LIC IPO Subscribed 18% On First Day of Its Opening

As per the data by IPO Watch and IPO Wala, LIC traded at a premium of Rs 85 per share in the grey market on Wednesday, against Rs 45 premium last Thursday.

Sentinel Digital Desk

New Delhi: The much-awaited Initial Public Offering (IPO) of the Life Insurance Corporation (LIC) hit the market on Wednesday with a price band of Rs 902 to 949 per equity share.

LIC has also witnessed a surge of 9 percent premium over its upper price band in the grey market as the Rs 21,000-crore.

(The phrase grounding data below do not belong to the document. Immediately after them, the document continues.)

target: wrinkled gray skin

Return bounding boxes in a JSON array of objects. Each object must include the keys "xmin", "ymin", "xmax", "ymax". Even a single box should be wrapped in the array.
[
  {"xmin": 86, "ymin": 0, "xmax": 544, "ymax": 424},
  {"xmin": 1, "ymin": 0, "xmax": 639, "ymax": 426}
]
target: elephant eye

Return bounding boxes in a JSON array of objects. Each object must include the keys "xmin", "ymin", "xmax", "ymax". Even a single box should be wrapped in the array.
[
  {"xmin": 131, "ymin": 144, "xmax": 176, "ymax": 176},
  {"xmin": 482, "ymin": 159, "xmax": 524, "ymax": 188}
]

As per the NSE data, the company issue was subscribed 0.18 times, while the policyholder's segment was subscribed 0.48 times while the employee's portion was subscribed 0.38 times.

Apart from these, the qualified institutional buyers (QIBs) were subscribed 0.00 times, the non-institutional investors were subscribed 0.04 times and the retail segment was subscribed 0.24 times.

Investors who wish to subscribe to LIC IPO can bid in a lot of 15 equity shares and multiples thereafter.

As per the data by IPO Watch and IPO Wala, LIC traded at a premium of Rs 85 per share in the grey market on Wednesday, against Rs 45 premium last Thursday.

The government is offloading 3.5% or 22.13 crore shares and targets to raise Rs 20,550 crore through this public issue.

Meanwhile, the LIC policyholders will get a discount of Rs 60 per equity share, while Retail and employees will get a discount of Rs 40.

Presently, as per the market observers, LIC is trading a healthy premium or GMP.

The company has already garnered more than Rs 5,000 crore through its anchor book on May 2, of which Rs 4,000 has been invested by 15 domestic mutual funds through 99 schemes.

Initially, the IPO was planned to be launched in March, but the Russia-Ukraine crisis has derailed the plans as stock markets are highly volatile.

In February, the insurance company had filed draft papers with the Securities and Exchange Board of India (SEBI) stating that it would sell a 5 percent stake or 31.6 crores shares in the insurer.